Date first published: 19/11/2020
Key sectors: all
Key risks: civil war; troop deployments; terrorism
Serious questions are being raised about the imminent United States (US) and North Atlantic Treaty Organisation (NATO) troop withdrawal from Afghanistan following the Trump administration’s recent confirmation of its plans to hasten the drawdown. Following the US-Taliban ‘peace deal’ inked in February 2020, western forces have pledged to exit the country by May 2021. However, the White House tasked the Pentagon’s recently-appointed leadership with expediting the drawdown––a long-held objective of the outgoing president––on 17 November. Meanwhile, a bloody contest to fill the Afghan security vacuum is being waged between western-backed government security forces and the Taliban, even as representatives of those two parties navigate peace talks in Doha.
Why it matters
There are real risks of a further escalation of violence, up to and including civil war; the resumption of conflict involving western troops; and, possibly, the re-establishment of ‘safe havens’ for extremist groups on Afghan soil – the destruction of which made up a large part of the justification for the 2001 invasion. At present, most potential developments entail a serious deterioration in the security situation.
Currently, there are around 4,500 US troops in Afghanistan. Some are engaged in counterterrorism operations directly targeting al-Qaeda and Islamic State’s (IS) local affiliate, IS-K; the rest, together with other NATO contingents, make up the 12,000-strong ‘advise and assist’ mission to train and support the Afghan national security forces. President Donald Trump has ordered a cut in the number of US troops to just over 2,000 personnel.

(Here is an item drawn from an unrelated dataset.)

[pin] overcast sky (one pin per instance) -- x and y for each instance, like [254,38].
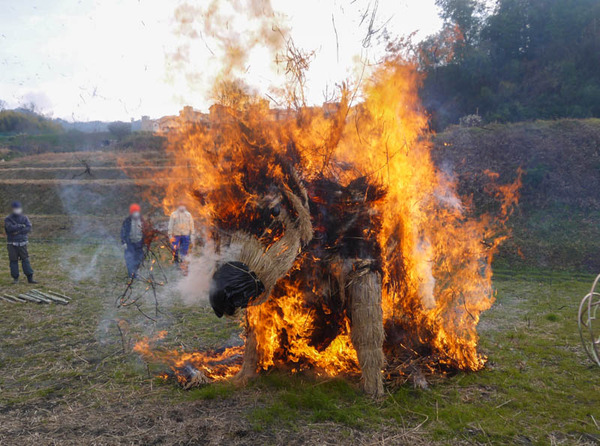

US lawmakers, commentators and some allied nations have pointed out that further troop reductions present at least two possible risks. The first involves potential military gains by the Taliban. The already minimal NATO presence––the Taliban number up to 100,000––and the lack of effective Afghan military resistance to the group’s ‘fight and talk’ approach at the Doha negotiations has emboldened the Taliban on the ground. Government forces remain reliant on western air support, even for defensive operations, while militants have made serious gains across much of the south of the country. There is also the risk of increased militant operability. Despite their pledge as part of the deal with the US not to allow foreign terror attacks to be planned on Afghan territory, the Taliban retain very close relations with al-Qaeda. Hardline Taliban elements––namely, the Haqqani network––have even tacitly cooperated with IS-K, al-Qaeda’s rival, in facilitating recent attacks in Kabul. More foreign fighters may defect to IS-K, a group able to brand itself as the one unambiguously rejectionist actor in the country, given the Taliban’s accommodation of the US and its talks with the government.
The spectre of the withdrawal from Iraq in 2013––which triggered massive conflict and effectively created the conditions for the rise of IS––hangs over discussions of the Afghan drawdown. From political and security angles, the outlook is bleak: continued western presence will reignite fighting with the Taliban, while withdrawal will abandon the government and trigger more violence between its forces and the Taliban. There is little to indicate that President-elect Joe Biden’s leadership will resolve the situation; though he has consistently argued for a counterterror approach, more progressive elements in his camp have advocated for a complete withdrawal. Neither option will end the interminable ‘war on terror’. The risk of higher levels of military and militant action looms large.